Lebten hier die ersten Amerikaner?
ie Menschheit stammt aus Afrika. Von dort aus hat der Homo sapiens die gesamte Erde besiedelt. Über Europa und Asien bis nach Australien und zu den Inseln des Pazifik. Die letzte große Landmasse, die der moderne Mensch bei seiner beispiellosen Ausbreitung in Besitz nahm, waren die beiden Teile Amerikas.

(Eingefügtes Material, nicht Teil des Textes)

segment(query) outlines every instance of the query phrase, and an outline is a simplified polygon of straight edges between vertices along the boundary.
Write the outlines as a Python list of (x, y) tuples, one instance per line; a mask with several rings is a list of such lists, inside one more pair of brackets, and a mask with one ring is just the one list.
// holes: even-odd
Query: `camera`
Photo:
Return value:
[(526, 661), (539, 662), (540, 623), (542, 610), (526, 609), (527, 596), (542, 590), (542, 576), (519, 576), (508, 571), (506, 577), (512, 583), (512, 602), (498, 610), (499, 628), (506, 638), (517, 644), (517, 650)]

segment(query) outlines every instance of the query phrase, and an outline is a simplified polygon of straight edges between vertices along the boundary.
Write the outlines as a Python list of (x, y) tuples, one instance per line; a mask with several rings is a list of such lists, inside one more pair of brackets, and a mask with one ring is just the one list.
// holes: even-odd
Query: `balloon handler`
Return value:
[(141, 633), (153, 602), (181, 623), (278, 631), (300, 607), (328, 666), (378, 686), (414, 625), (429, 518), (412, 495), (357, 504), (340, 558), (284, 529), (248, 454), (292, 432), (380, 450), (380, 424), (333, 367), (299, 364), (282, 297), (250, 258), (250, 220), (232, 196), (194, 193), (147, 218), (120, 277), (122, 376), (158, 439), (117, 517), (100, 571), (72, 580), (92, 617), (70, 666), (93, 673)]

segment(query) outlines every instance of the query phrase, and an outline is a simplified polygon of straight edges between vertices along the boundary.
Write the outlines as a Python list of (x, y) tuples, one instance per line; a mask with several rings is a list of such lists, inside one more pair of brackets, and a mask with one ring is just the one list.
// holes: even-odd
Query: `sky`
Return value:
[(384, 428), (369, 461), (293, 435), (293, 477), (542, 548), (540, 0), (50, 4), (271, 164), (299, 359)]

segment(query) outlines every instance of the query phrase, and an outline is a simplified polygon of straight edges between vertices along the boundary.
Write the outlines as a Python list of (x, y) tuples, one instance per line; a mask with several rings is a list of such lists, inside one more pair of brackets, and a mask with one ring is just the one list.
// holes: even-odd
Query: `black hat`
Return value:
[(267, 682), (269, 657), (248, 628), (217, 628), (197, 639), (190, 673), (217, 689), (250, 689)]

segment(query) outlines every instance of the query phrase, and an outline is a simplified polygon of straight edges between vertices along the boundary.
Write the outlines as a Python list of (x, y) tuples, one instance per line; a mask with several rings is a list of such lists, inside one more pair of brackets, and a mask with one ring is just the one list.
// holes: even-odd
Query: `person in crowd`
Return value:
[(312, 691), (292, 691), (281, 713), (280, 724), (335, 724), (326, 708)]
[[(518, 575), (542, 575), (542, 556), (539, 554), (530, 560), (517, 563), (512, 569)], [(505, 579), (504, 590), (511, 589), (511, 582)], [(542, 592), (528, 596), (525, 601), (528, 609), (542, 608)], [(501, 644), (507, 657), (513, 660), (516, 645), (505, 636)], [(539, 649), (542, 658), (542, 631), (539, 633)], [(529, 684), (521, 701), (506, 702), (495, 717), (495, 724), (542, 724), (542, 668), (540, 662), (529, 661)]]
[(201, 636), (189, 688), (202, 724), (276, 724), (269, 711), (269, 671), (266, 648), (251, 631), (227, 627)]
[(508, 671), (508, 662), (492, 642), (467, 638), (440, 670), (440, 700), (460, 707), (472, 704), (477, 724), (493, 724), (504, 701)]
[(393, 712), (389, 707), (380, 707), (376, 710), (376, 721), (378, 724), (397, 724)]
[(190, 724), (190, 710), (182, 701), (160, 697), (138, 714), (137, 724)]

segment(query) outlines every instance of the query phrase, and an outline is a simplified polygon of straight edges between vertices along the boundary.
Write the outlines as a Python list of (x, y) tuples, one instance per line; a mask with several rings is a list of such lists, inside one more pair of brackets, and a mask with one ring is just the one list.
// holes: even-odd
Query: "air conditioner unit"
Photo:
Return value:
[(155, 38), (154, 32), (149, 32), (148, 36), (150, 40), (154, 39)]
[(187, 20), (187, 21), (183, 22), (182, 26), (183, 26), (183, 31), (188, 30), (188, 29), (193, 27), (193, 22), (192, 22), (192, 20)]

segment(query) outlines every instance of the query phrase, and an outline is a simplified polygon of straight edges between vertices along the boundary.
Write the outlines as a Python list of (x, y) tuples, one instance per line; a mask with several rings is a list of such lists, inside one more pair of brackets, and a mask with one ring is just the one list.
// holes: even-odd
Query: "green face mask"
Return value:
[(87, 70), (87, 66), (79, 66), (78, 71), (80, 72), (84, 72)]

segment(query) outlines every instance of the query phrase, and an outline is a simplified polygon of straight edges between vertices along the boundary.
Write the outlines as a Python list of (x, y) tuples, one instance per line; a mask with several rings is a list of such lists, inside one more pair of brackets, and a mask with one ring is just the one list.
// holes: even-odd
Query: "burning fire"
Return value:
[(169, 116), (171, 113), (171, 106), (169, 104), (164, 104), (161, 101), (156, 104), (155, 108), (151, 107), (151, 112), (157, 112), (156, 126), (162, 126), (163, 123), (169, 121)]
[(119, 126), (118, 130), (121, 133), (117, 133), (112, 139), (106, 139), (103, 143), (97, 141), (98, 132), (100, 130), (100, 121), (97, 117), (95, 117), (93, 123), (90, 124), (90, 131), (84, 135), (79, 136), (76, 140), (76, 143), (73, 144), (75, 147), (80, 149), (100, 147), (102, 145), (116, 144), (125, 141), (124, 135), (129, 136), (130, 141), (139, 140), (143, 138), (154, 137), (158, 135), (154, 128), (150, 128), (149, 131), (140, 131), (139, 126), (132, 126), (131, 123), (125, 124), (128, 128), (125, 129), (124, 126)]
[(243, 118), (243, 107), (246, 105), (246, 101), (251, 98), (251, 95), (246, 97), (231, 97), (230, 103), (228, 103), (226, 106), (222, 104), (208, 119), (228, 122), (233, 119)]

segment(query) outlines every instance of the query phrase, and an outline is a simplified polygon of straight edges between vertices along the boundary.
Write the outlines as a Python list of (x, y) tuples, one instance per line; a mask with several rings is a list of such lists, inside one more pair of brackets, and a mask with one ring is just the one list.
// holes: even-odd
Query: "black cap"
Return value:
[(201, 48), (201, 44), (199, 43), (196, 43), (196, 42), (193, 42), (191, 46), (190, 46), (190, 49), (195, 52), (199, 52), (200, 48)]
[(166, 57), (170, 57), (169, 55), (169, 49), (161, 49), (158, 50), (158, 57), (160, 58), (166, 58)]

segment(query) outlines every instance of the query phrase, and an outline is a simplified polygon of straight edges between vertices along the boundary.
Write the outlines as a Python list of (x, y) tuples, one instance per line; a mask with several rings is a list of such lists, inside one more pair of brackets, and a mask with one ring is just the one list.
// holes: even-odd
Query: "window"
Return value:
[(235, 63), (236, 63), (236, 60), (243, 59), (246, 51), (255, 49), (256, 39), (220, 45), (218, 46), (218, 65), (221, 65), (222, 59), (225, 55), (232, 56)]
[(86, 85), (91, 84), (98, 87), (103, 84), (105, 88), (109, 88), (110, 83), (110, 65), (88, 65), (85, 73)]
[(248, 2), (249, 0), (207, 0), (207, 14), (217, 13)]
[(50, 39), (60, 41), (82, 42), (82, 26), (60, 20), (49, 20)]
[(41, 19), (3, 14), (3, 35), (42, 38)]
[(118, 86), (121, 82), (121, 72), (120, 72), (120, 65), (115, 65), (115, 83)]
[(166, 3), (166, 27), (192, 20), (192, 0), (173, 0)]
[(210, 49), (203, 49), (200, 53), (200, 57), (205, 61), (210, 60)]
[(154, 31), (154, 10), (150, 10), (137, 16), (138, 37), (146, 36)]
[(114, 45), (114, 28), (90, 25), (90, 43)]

Vor etwa 20 000 bis 30 000 Jahren, im späten Pleistozän, wanderten die Menschen über die zu jener Zeit im Bereich der Beringstraße bestehende eisfreie Landbrücke von Sibirien nach Alaska und breiteten sich von dort nach Süden aus. Damals lebten auf dem amerikanischen Kontinent zahlreiche große Säugetiere, darunter Elefanten, Nashörner und Pferde, aber auch Riesenfaultiere – mehr als sechs Meter lang und mehrere Tonnen schwer. Zusammen werden sie als nordamerikanische Megafauna bezeichnet. Doch am Ende der letzten Kaltzeit, vor ungefähr 11 500 Jahren, starben die meisten dieser Tiere aus, während gleichzeitig die Menschen Nord- und Südamerika eroberten. Handelt es sich hier um bloße Koinzidenz, oder sind diese Ereignisse miteinander verknüpft? Sind die Menschen mitverantwortlich für das Aussterben der Megafauna? Oder, im Fall der Faultiere, vielleicht sogar die Ursache? Zum Beispiel, weil sie Jagd machten auf die großen, sich sehr langsam bewegenden Tiere?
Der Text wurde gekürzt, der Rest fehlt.